Mr. Verilli argued that the Catholic organization need only certify that it is a nonprofit religious group, and therefore exempt from providing coverage for contraceptive services. But the Little Sisters contend that signing a piece of paper amounts to giving their employees a permission slip for abortion drugs and contraceptives, making them complicit in what they regard as sin.

Scores of religious groups have sued over Obamacare on religious grounds. These cases share similar reasoning. What is a routine piece of paper on the government side amounts to a coupon for sinfulness on the other.

The government has the better of this argument. What is objected to represents a compromise by the Obama Administration after initial complaints.
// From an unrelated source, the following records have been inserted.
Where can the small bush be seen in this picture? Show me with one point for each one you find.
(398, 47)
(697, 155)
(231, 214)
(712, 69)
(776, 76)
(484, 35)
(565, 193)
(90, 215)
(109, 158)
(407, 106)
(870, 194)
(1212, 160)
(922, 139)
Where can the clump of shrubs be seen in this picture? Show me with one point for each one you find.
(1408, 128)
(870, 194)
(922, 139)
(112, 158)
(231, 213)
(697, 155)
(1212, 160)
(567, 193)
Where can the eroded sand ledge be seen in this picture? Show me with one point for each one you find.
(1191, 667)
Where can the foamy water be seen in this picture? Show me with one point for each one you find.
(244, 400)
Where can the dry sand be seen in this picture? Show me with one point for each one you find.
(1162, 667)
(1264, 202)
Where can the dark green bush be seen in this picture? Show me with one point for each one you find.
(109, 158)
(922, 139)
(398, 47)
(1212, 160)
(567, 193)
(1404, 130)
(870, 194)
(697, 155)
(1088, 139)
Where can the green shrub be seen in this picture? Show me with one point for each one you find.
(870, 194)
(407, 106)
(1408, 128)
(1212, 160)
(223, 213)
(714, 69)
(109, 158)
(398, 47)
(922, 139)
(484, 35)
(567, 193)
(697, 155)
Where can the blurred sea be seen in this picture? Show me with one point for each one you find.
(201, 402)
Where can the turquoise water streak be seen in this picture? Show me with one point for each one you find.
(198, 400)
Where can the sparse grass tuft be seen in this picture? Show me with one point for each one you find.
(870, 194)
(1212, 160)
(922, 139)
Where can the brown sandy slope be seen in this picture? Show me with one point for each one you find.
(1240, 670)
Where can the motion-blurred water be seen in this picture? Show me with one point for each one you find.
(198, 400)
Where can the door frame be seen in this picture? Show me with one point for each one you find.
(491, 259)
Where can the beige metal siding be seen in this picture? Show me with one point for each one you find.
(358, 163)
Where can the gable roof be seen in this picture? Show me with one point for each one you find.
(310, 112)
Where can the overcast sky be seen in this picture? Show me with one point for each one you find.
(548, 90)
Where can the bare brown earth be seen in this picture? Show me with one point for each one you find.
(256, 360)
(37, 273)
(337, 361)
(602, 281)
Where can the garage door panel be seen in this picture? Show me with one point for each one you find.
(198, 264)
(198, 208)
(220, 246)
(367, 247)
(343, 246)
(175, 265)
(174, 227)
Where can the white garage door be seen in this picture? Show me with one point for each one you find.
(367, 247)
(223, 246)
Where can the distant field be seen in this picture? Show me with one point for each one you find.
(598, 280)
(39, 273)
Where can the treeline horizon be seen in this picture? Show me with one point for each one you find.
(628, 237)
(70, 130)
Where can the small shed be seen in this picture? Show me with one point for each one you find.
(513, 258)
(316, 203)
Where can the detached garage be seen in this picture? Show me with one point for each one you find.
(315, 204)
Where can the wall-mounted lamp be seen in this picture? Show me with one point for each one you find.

The new rules keep church leaders and clergy at arm’s length, but allows women who work for Catholic nonprofit organizations — some of them not Catholic — to make their own choice about contraception.

If the churches’ argument succeeds, all sorts of other broad religious exemptions eventually may be allowed to work their will. Puncturing the wall of separation between church and state is a perilous undertaking.

Rather than trust the Supreme Court to make a reasonable distinction, the Obama Administration should make another stab at compromise. It should exempt all religious nonprofits, and give the individuals who work for them their benefits without a piece of paper. Surely, the devil can be extracted from these details.